First let's see how many *stop translation points* there are in each translation (they are denoted by an asterisk in the protein sequence, and correspond to the locations of stop codons in the DNA sequence). The real protein sequence is unlikely to have very many stop translation points. 

In [6]:
for i, seq in enumerate(prot_seqs):
    print("Sequence %d has %d stop codons." % (i + 1, seq.count('*')))
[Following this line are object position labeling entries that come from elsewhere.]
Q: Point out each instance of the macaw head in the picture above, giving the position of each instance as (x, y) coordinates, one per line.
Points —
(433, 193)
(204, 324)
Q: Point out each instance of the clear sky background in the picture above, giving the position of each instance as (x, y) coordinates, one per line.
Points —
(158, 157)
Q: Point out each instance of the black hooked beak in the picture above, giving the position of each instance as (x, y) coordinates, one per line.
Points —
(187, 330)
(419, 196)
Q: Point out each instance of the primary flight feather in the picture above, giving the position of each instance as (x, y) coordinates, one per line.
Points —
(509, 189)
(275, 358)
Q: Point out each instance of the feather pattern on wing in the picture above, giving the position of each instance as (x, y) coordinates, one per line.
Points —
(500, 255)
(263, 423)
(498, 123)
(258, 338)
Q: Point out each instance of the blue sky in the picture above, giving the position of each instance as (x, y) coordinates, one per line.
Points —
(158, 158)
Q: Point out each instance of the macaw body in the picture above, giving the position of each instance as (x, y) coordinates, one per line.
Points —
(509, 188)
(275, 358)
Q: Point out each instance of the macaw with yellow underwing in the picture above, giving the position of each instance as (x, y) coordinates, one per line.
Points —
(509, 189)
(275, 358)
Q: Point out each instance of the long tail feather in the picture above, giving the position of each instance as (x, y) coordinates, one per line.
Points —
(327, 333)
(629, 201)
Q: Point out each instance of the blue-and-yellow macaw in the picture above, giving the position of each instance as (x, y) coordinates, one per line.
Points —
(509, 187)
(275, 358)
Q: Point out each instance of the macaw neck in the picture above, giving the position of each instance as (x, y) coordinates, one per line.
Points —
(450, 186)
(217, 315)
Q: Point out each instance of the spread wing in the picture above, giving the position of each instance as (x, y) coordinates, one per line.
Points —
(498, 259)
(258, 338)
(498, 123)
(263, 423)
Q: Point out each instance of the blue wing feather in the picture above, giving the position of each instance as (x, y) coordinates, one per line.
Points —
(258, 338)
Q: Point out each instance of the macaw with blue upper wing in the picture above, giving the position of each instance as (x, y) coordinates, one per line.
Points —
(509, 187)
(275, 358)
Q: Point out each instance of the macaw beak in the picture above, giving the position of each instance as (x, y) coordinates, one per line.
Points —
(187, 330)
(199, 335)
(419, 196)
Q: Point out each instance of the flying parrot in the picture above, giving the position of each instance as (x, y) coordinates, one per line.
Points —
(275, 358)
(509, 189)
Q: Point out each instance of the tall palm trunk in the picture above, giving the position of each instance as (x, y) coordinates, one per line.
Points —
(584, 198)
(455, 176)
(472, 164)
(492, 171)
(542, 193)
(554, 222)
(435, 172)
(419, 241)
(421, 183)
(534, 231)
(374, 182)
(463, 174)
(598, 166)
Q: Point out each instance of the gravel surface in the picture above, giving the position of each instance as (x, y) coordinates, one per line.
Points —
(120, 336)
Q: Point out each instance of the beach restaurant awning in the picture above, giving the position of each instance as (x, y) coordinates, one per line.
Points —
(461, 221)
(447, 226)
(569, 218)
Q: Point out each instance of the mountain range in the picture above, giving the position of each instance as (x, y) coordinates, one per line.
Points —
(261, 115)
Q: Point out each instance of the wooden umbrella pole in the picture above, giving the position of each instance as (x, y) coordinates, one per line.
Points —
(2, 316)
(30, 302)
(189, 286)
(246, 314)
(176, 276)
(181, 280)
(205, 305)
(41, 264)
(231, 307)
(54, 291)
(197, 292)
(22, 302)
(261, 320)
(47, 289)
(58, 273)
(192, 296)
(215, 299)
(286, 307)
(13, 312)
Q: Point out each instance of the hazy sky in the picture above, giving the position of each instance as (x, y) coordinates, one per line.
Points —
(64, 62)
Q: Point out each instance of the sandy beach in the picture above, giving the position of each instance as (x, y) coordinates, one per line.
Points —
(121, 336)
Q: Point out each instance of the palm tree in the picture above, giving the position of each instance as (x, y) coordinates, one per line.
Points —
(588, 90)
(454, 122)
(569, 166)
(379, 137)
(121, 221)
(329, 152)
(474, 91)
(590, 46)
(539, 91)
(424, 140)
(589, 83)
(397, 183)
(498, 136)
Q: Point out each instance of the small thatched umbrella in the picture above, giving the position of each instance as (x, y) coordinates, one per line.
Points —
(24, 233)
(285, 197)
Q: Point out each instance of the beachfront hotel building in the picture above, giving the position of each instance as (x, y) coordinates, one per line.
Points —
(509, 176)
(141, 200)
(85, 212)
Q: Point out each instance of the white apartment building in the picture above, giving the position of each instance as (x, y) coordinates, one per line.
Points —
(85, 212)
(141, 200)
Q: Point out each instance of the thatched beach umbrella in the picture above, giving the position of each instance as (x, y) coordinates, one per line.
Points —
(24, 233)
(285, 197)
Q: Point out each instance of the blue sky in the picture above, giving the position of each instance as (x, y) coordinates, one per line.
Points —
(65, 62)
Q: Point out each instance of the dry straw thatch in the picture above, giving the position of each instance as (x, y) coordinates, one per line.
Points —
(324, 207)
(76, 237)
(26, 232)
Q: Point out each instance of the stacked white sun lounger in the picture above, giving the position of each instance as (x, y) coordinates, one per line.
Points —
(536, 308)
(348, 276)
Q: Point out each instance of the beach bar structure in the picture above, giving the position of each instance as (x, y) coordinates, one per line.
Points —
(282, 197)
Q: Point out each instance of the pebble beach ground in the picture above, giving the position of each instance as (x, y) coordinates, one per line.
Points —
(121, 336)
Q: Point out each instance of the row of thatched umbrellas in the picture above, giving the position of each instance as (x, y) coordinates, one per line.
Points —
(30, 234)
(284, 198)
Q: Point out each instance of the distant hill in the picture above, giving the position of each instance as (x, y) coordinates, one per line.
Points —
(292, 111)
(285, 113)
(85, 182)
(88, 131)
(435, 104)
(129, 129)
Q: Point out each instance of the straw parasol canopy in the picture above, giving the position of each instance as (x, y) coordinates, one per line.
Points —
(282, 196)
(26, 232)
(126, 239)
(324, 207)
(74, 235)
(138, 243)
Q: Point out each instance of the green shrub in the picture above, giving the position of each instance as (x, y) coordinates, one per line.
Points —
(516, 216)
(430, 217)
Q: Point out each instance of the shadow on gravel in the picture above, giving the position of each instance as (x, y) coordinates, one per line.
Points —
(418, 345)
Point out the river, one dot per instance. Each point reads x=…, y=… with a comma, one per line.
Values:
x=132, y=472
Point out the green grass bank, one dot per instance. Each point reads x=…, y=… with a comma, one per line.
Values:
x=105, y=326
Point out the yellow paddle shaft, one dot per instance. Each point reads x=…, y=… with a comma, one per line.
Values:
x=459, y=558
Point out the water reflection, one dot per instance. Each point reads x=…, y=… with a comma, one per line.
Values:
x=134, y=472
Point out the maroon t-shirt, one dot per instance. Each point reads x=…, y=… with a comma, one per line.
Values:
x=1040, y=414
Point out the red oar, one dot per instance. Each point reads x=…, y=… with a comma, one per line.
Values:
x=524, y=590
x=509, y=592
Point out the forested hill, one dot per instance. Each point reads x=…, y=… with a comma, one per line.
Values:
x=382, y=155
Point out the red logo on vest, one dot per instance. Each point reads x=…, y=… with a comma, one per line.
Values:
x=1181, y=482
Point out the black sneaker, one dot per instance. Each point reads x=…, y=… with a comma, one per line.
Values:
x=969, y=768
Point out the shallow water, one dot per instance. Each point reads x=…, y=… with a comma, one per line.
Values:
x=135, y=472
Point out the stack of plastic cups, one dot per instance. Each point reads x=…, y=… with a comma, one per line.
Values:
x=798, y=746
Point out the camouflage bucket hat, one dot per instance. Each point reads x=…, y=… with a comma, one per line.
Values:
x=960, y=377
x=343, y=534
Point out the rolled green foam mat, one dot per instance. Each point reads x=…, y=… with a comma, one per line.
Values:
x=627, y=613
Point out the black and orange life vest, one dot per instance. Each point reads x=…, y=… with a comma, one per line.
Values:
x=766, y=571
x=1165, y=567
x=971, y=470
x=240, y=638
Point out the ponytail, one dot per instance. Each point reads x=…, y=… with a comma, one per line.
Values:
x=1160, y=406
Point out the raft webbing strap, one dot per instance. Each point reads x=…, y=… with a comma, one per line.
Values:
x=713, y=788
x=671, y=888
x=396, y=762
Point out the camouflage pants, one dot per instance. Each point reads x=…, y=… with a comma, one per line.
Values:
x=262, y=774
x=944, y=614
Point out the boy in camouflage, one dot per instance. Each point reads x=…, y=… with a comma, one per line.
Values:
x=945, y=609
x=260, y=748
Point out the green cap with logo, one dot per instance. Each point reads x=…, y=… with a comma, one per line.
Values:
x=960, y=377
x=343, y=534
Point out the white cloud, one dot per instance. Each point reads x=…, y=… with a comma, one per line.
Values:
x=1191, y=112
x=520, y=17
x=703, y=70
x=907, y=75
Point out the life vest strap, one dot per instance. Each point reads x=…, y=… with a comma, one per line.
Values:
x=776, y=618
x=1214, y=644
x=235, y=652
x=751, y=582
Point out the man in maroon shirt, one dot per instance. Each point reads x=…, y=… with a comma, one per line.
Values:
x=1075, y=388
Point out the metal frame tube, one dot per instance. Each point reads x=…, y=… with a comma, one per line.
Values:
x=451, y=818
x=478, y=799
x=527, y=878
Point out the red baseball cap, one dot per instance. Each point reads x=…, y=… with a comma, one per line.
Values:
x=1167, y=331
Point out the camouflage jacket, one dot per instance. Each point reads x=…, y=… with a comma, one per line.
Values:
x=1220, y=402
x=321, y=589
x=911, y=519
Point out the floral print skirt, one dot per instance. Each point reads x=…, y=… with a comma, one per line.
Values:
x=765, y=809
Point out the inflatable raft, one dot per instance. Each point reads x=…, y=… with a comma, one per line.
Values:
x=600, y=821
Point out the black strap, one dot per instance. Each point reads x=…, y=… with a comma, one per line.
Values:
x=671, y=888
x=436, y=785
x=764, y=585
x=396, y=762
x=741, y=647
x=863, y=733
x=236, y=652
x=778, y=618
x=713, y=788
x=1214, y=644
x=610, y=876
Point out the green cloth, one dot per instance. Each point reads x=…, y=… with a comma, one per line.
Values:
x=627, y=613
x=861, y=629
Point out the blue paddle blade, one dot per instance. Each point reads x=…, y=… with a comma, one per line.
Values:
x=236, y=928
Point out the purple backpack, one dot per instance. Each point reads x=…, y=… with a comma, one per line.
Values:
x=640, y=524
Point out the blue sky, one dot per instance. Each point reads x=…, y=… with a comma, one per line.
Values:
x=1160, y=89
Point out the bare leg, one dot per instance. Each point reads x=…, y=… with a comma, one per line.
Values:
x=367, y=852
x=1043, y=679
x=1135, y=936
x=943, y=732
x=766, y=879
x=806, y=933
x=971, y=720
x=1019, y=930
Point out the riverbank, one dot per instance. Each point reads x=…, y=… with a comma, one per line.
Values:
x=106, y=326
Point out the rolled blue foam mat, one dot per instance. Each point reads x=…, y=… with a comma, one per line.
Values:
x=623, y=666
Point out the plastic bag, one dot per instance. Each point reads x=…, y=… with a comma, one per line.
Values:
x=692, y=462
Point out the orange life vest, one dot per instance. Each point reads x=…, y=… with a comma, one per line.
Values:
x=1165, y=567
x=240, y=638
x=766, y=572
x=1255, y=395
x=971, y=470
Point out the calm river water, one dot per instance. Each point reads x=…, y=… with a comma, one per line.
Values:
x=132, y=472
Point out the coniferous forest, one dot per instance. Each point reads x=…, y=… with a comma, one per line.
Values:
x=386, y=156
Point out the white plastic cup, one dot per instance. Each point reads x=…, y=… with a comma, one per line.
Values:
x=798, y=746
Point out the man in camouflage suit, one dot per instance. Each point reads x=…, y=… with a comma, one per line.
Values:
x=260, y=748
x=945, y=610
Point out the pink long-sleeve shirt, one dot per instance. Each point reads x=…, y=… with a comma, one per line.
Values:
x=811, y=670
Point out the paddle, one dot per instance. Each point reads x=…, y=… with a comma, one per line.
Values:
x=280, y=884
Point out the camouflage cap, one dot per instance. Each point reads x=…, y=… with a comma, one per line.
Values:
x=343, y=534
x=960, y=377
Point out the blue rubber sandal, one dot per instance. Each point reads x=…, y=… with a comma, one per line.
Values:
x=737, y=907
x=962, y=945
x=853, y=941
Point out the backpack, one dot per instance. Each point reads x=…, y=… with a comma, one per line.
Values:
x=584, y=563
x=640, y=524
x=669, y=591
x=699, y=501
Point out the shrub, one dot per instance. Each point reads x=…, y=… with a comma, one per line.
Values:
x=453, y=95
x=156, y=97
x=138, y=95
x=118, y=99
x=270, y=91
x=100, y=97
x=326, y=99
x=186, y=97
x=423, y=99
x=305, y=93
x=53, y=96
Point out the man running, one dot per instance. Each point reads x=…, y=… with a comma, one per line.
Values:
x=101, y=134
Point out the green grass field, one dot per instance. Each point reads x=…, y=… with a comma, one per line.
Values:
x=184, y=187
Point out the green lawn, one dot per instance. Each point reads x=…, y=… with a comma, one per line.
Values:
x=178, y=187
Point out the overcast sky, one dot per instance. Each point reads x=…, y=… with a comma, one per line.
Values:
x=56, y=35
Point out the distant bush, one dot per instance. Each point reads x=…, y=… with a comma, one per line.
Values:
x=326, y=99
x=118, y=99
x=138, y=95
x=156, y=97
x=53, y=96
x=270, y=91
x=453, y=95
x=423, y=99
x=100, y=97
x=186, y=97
Sequence 1 has 12 stop codons.
Sequence 2 has 1 stop codons.
Sequence 3 has 10 stop codons.
Sequence 4 has 9 stop codons.
Sequence 5 has 6 stop codons.
Sequence 6 has 10 stop codons.


The second translated sequence has the fewest stop codons, so this seems a likely candidate for encoding a protein. Let's trim the sequence to include only the regions between a start and stop codon. This functionality does not yet exist in scikit-bio, though there are plans to rework the genetic code functionality in the near future to make this process easier. For now, let's define a function to find the this region in each protein sequence:

In [7]:
from skbio import ProteinSequence, SequenceCollection
def find_proteins(translated_seq):
    proteins = []
    curr_protein = []
    in_protein = False
    for c in translated_seq:
        if c == 'M':
            # start translation point, corresponds to a start codon
            in_protein = True
        if in_protein:
            if c == '*':
                # end translation point, corresponds to a stop codon
                proteins.append(ProteinSequence(curr_protein, id='%d' % (len(proteins) + 1)))
                curr_protein = []
                in_protein = False
            else:
                curr_protein.append(c)
    return SequenceCollection(proteins)

If we run this function on our candidate translation, we receive a `SequenceCollection` containing a single protein:

In [8]:
proteins = find_proteins(prot_seqs[1])
proteins

<SequenceCollection: n=1; mean +/- std length=124.00 +/- 0.00>

Let's inspect the protein in more detail:

In [9]:
print(proteins)

>1
MIKLKFGVFFTVLLSSAYAHGTPQNITDLCAEYHNTQIHTLNDKILSYTESLAGKREMAIITFKNGATFQVEVPGSQHIDSQKKAIERMKDTLRIAYLTEAKVEKLCVWNNKTPHAIAAISMAN



Note that the sequence starts with M (which is the amino acid encoded by ATG, the start codon in this genetic code) and that the stop translation character has been trimmed off. This region seems a likely candidate for a protein given its length.

A next step could be searching the protein against a reference database (e.g., by BLASTing them using NCBI's `blastp` tool). In the future, we may add external reference database searching to scikit-bio.